This month marks the 100th anniversary of the great Calabro-Messinese Earthquake, which remains the most devastating earthquake to have ever hit Europe. At 5:21 AM on Monday, December 28, 1908, the population of Southern Italy, particularly those towns and cities located near the northern coasts of Strait of Messina, were awakened by a land that had suddenly turned violent. For many, it would be the last time they would ever awake. By the time it was over, between 120,000 and 200,000 people would have lost their lives. Two of the fortunate survivors were members of my family, including my grandmother Maria Amadeo and her sister Antonette, both of whom were children at the time of the tragedy.
The Strait of Messina is the narrow body of water separating Sicily from the mainland of Italy that owes its existence to the tectonic processes that would ultimately cause this great tragedy. The Strait represents the tectonic boundary between African and the European continental plates. This boundary generally trends east-west between the two continents, but in the vicinity of Sicily it turns northward where it passes between Sicily and mainland Italy on a path up toward the northern end of the Italian Peninsula, where it resumes its east-west traverse. Thus, the same forces that formed the Alps would, in a singular moment, devastate the 1908 population of southern Italy.
The quake would begin with a slip along the fault lying between Messina in Sicily and Villa San Giovanni in Reggio Calabria, with Sicily moving slightly south relative to the northward movement of the Italian peninsula. The ensuing 7.5 magnitude quake would topple buildings in the coastal cities and towns located on both sides of the Strait, crushing many inhabitants. The initial quake lasted about 35 seconds and was followed minutes later by a 30 to 40 foot tsunami that radiated outward from the quake’s epicenter, striking Messina on the west and the villages and towns of Reggio Calabria on the east. Villa San Giovanni was first commune in Reggio Calabria to be hit by the tsunami, seven minutes following the initial quake. Houses, ships, fishing boats and people were washed away. Then a prosperous manufacturing town, Villa San Giovanni lost all ten of its silk mills along with most of the mill’s operatives. The town was, for all intent and purposes, structurally destroyed with a loss of approximately 500 lives. To add more misery to the situation, the quake survivors, many of whom would wait out the many aftershocks in courtyards and other open areas, would be tormented by a torrential downpour of rain, soaking and chilling them.
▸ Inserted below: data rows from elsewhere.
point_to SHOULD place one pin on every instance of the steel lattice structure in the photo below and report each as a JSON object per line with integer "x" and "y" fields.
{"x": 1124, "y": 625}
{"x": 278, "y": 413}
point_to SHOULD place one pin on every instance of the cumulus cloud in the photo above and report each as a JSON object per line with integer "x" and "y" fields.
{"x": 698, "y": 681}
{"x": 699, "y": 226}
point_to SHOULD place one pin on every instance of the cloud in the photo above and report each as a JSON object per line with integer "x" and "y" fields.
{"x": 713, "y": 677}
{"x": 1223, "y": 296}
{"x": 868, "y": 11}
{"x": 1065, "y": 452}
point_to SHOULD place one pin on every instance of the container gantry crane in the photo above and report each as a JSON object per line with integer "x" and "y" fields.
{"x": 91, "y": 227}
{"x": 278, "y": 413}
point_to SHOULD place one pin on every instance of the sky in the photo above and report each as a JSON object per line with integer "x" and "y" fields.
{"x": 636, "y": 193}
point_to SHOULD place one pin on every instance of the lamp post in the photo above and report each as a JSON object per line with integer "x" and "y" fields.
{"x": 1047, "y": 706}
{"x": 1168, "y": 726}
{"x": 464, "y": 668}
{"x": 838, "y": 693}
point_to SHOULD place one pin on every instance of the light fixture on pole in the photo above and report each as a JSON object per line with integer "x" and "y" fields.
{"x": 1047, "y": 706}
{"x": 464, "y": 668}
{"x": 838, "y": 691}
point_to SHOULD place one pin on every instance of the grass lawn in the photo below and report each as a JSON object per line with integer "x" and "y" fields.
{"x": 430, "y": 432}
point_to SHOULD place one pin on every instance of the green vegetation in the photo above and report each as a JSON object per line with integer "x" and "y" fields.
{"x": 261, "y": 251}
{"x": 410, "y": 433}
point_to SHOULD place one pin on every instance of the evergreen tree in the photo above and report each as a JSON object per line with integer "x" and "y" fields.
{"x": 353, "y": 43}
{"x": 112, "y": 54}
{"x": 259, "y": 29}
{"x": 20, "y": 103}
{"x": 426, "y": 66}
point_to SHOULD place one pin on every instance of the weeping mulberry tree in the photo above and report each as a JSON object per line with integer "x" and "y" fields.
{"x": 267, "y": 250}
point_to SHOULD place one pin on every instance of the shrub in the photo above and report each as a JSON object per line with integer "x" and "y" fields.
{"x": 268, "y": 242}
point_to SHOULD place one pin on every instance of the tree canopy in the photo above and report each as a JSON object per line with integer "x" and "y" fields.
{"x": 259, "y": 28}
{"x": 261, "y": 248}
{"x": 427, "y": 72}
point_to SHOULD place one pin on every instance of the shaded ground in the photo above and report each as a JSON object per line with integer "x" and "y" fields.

Among the Villa San Giovanni survivors plunged into this nightmarish scenario were our Maria and Antonette. According to testimony provided by grandmother Maria, who was at the time of the quake only few months past her first birthday, she was being tended by a female family member while her aunt was giving birth. When the quake hit, Maria and her sister Antonette, then 7 seven years old, were quickly ushered out of the house. Her aunt, in the middle of birth, was not so lucky. The house collapsed, killing her and her new baby, her husband, her four other children and the midwife. At the time of the quake, both parents of Antonette and Maria were already residing in America, and the two children were living at the time with their aunt. They would remain in Villa San Giovanni for three more years before joining their parents in America.
Maria Amadeo would eventually meet Giosue Randazzo, and immigrant from Carini, Sicily. They would marry in New York in April 1925.